The structural evolution in transitional nuclei of mass 80 $\leq$ A $\leq$ 132

TL;DR

This theoretical study investigates the structural evolution of transitional nuclei with mass numbers 80 to 132 using relativistic mean field formalism, revealing non-monotonic behaviors linked to shell closures, shape changes, and clustering phenomena.

Contribution

It provides a detailed analysis of nuclear properties and internal configurations of even-even nuclei in the mass range 80-132, highlighting structural phenomena with relativistic mean field models.

Findings

Identification of shell/sub-shell closures affecting nuclear behavior

Observation of shape transitions and clustering phenomena

Insights into internal configurations explaining structural anomalies

Abstract

In this theoretical study, we report an investigation on the behavior of two neutron separation energy, differential variation of the separation energy and the abnormality in nuclear charge radius along the isotopic and isotonic chains of transition nuclei.

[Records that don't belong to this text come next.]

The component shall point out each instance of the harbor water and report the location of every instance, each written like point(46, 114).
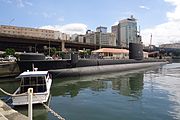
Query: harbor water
point(148, 94)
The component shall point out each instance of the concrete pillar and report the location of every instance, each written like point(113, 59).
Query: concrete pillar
point(63, 45)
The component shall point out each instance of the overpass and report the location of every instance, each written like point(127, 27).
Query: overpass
point(34, 44)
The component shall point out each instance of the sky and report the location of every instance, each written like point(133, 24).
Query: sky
point(161, 18)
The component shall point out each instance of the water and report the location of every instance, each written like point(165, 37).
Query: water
point(149, 94)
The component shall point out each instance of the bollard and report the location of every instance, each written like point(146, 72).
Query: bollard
point(30, 94)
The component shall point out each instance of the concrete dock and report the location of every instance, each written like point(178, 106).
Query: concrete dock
point(7, 113)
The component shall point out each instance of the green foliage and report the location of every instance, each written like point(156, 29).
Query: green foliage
point(10, 51)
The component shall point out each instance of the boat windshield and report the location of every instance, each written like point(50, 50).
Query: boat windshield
point(37, 83)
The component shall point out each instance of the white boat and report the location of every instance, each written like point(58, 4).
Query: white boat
point(40, 81)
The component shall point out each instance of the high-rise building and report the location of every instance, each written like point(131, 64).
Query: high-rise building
point(100, 38)
point(126, 32)
point(101, 29)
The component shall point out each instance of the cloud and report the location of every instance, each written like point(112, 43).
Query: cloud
point(73, 28)
point(61, 19)
point(23, 3)
point(144, 7)
point(167, 32)
point(48, 15)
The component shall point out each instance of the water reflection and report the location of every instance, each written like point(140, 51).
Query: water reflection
point(130, 85)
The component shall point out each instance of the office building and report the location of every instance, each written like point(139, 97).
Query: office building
point(126, 32)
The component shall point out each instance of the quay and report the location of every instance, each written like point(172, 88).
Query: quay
point(7, 113)
point(91, 70)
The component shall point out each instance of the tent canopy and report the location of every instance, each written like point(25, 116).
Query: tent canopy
point(110, 50)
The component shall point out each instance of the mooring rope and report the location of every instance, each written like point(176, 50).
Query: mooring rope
point(12, 95)
point(49, 109)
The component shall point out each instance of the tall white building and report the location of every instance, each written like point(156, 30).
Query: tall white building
point(101, 29)
point(126, 32)
point(100, 38)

We have used relativistic mean field formalism with NL3 and NL3$^*$ forces for this present analysis. The study refers to {\it even-even} nuclei such as Zr, Mo, Ru and Pd with $N$ = 40$-$ 86, where a rich collective phenomena such as proton radioactivity, cluster or nucleus radioactivity, exotic shapes, {\it Island of Inversion} and etc. are observed. These non-monotonic aspects over the isotopic chain are mainly correlated with the structural properties like shell/sub-shell closures, shape transition, clustering and magicity etc. In addition to these, we have shown the internal configuration of these nuclei to get a further insight into the reason for these discrepancies.